Friday, December 21st, 2007

I’ve just been reading the two interviews that Iain Dale has just flagged up about his new Politico magazine. It’s an interesting business model - effectively The House Magazine with bite.

The House Magazine has to be one of the most interminable publications going. Ostensibly a way of hoovering up lobby cash in the form of advertising they rarely bother to make their content interesting at all. I was particularly outraged earlier this year at work to get a phonecall from one of its sister publications offering to “sell” us space for an article on one of our campaigns which they had got a government minister to write an article criticising. They were effectively blackmailing a small NGO and if we didn’t happen to be both better at communicating with MPs directly than them and keenly aware of that fact, we might have fallen for it (we won the campaign).

I don’t know any MPs who admit to avidly reading the House beyond the merest of occasional flickings through - God knows they shouldn’t have the time. But a slimmer, easier read might be more of a likely prospect.

The thing that I’m most keenly aware of with blogging is that although very few people read websites such as this, it tends to be political obsessives who, relatively speaking and with plenty of exceptions, are relatively high up the greasy poll compared with the average punter. It’s one of the reasons I can only laugh when people decide to lecture me about making this website more accessible “to the voter”. I don’t have any obligation to reach out to the voter and it isn’t my job to. Even Iain’s website with its 10x bigger readership is consumed by comparatively few “normal” people. With all due respect to the people out there who do indeed strive to use their blogs as a communications tool with their community (and I’m not saying that’s a wasted exercise as local communities have movers and shakers as much we have at a national level), blogging with an overt focus on trying to appeal to the average voter is doomed to failure.

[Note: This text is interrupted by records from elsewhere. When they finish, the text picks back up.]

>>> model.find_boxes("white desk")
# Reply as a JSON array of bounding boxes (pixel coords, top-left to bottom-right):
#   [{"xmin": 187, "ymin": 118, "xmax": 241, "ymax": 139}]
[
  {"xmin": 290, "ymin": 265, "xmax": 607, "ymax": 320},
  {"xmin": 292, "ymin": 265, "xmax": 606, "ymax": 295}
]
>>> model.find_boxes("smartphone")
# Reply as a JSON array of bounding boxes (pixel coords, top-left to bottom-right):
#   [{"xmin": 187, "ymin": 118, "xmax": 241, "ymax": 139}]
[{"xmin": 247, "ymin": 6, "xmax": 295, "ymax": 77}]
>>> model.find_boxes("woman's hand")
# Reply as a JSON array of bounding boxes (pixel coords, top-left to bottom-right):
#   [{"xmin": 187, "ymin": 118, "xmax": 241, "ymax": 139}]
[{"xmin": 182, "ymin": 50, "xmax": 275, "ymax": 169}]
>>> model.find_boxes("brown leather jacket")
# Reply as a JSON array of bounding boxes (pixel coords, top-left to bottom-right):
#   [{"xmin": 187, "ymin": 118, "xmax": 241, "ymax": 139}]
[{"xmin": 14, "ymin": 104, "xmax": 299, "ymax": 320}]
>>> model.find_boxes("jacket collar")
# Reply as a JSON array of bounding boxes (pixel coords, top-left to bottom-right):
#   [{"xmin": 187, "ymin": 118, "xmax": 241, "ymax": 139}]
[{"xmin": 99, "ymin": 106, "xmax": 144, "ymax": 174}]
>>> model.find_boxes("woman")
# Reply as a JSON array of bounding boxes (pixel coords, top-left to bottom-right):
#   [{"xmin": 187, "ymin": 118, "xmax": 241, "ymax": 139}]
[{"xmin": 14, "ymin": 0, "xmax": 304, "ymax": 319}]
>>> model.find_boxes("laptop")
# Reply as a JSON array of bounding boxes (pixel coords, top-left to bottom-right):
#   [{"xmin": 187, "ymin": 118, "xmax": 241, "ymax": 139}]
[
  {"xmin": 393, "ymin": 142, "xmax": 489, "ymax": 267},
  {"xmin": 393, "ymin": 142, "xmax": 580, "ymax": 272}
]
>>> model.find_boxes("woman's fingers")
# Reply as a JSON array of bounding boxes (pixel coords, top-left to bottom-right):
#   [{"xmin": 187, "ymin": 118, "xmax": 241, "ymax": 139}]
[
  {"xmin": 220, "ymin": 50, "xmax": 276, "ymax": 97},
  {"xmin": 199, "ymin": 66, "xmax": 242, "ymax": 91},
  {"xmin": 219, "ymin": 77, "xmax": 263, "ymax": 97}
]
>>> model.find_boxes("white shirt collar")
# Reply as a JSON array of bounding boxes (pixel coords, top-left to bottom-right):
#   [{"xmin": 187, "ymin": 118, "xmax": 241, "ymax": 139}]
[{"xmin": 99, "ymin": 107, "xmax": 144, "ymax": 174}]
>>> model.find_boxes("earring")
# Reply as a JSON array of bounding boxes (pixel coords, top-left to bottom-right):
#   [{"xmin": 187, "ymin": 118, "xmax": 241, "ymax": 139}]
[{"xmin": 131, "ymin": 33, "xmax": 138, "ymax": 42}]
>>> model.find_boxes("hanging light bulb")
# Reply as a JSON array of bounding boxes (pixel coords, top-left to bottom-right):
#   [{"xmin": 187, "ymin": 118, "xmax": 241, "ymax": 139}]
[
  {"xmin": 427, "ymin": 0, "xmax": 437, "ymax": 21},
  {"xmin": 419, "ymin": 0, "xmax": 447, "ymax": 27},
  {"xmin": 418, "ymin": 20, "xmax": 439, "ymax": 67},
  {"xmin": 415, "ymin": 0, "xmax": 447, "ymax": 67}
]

But talking to the “right” people can be very effective indeed. If that’s Iain’s pitch, I can see him selling a lot of advertising space at the expense of Dod’s. Of course, that’s when the tricky part starts. Iain is very quick to emphasise that the magazine will be cross-party, but what will he be doing to ensure that the advertising tail doesn’t end up wagging the dog? If you don’t have a six-figure lobbying budget you don’t exist as far as Dod’s is concerned. One of the things I’ve liked most about 18DS is that it opened the door to a much wider range of voices. Will The Politico have a similar philosophy?